Chief selector Iqbal Qasim said last week that Pakistan was facing a pace bowling crisis as there was no exciting talent coming up even at the domestic level.
However Akram, one of Pakistan's leading pacemen with 414 test wickets and 502 one-day international scalps, said he was not worried about the future.
"I am not disheartened by the situation. We have always come up with raw and exciting talent and I am sure if we scout countrywide we will find potentially strong pacers," said the 46-year-old.
"I am always ready to help Pakistan cricket in whatever role possible. In the past I have held fast bowling camps for the board. I can do it again."
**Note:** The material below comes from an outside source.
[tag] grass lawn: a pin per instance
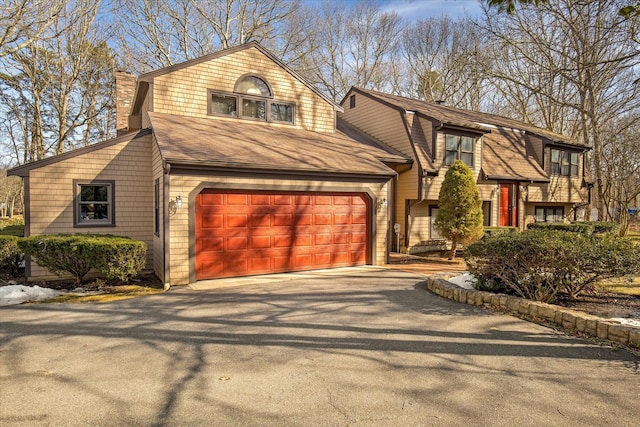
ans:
(624, 285)
(12, 226)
Pakistan has a proud record of producing world class fast bowler including Imran Khan for two decades from the early 1970s then Akram's new ball partner Waqar Younis and in more recent times Shoaib Akhtar.
However they lost two of their best bowlers in Mohammad Asif and Mohammad Amir in 2011 after the duo were banned by the International Cricket Council for spot-fixing during a series in England and they both served jail sentences.
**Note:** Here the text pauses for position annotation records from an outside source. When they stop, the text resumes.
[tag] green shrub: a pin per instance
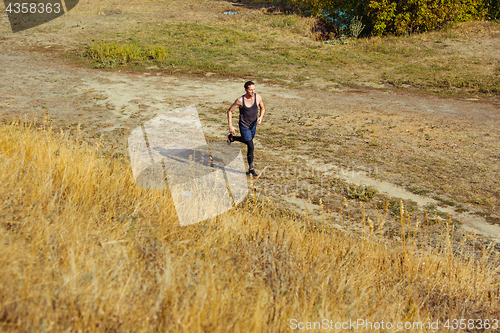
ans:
(410, 16)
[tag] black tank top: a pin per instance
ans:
(248, 115)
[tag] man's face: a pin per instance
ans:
(251, 90)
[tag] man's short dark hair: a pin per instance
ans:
(248, 84)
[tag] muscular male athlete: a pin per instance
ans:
(249, 105)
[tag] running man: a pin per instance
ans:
(249, 105)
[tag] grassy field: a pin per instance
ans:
(82, 250)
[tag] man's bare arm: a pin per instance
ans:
(233, 107)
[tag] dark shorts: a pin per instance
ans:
(248, 133)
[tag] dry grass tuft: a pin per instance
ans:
(83, 248)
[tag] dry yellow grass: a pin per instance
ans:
(85, 250)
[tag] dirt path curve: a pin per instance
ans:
(114, 103)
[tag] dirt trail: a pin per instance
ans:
(114, 103)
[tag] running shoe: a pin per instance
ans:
(252, 173)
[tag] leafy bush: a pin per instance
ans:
(394, 16)
(410, 16)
During the current tour of South Africa Pakistan have struggled in the fast bowling department, Umar Gul taking five wickets in two tests at an average of around 45.
Tour selectors also tried out six different pacers in the three test series in which they were whitewashed and Pakistan currently have no paceman featuring in the current ICC top 10 test and ODI bowling rankings.
Akram said that not having any international teams touring Pakistan since 2009, because of security concerns after militants attacked the Sri Lankan team in Lahore, had also held back the development of young bowlers.